Although the E-nose system showed promising results in detecting mealybug infestations under both field and indoor conditions, its precision could potentially be further improved by applying machine learning techniques—such as support vector machines (SVM) (Pardo & Sberveglieri, 2005), neural networks (Haugen & Kvaal, 1998), or random forest models (Li, Gu & Nf, 2017)—and expanding the database with a larger number of durian odor samples for model training. Additionally, in its current form, the system is less suitable for monitoring large-scale areas such as commercial farms or storage warehouses. To overcome this limitation, future developments will focus on integrating the E-nose with autonomous robotic platforms capable of carrying the sensor system for automated mapping and real-time monitoring of pest infestations and fruit ripeness over large areas. This integration would enable more efficient, continuous surveillance, reduce labor requirements, and improve the precision of pest management and harvest scheduling.

Sensor sensitivity to mealybug infestation

In this study, we explored the feasibility of a total of 13 sensors to detect mealybug infestations on durian fruits and achieved promising results. Our findings demonstrate that specific sensors, including MQ6, MQ7, MQ8, GM302B, and GM502B, are sensitive to differentiate signals from infested and uninfested fruits at the early infestation stage.

In the MQ series of sensors, the MQ-6 is optimized for detecting liquefied petroleum gas (LPG) and butane, the MQ-7 specializes in carbon monoxide detection, and the MQ-8 is designed to detect hydrogen gas. However, these sensors also respond to a wide range of volatile organic compounds (VOCs). For example, the MQ-6 has been used to detect syn-propanethial-S-oxide, a byproduct of onion spoilage, making it suitable for monitoring onion quality during storage (Gomathi & Renuka Devi, 2024). Similarly, the MQ-7 has been reported to distinguish differences among essential oils (Viciano-Tudela et al., 2023). These studies demonstrate that although sensors are designed for specific VOCs, they are also capable of detecting a wide range of non-target VOCs.

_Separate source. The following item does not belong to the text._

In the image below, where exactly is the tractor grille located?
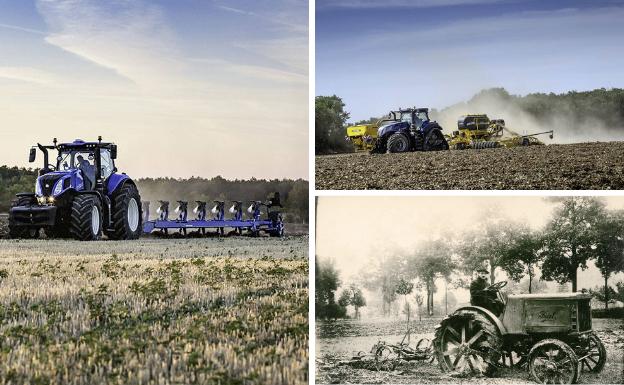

Similar observations have been made with the GM series sensors: the GM302B is sensitive to formaldehyde, the GM502B detects carbon monoxide, and the GM702B measures nitrogen dioxide levels. Interestingly, a combination of GM series sensors has been reported to successfully identify various liquid foods, including coffee, orange, lemon, tea, and vinegar (Gupta, Partani & Rao, 2024), demonstrating their extensive capability to detect a wide range of VOCs. Furthermore, the findings of this study showed that GM series sensors can detect VOCs emitted by fruits and mealybugs, further reinforcing their potential applications in the agricultural field.

Impact of mealybug infestation on fruit odor and ripeness

The results from the daily monitoring of odor signals in “Kradum Thong” durians indicate that mealybug infestation significantly alters the trajectory of odor profile changes during ripening. Infested fruits exhibited faster and stronger shifts in odor signals, allowing clearer differentiation between ripeness stages compared to uninfested fruits. Considering that the biomass of mealybugs inoculated was relatively small (0.3 g per durian) and the duration of infestation was short (less than 7 days), it is unlikely that the observed odor changes were directly caused by VOC emissions from the insects themselves or their excretions. Instead, we propose that the accelerated odor changes were induced by stress-related physiological responses in the durian fruits. Mealybug feeding behavior, through sap extraction, may have imposed water and nutrient stress on the fruits, thereby stimulating faster ripening processes and altering volatile emissions. Early ripeness is also observed in fruits infested by fruit fly (Liquido, Cunningham & Melvin Couey, 1989).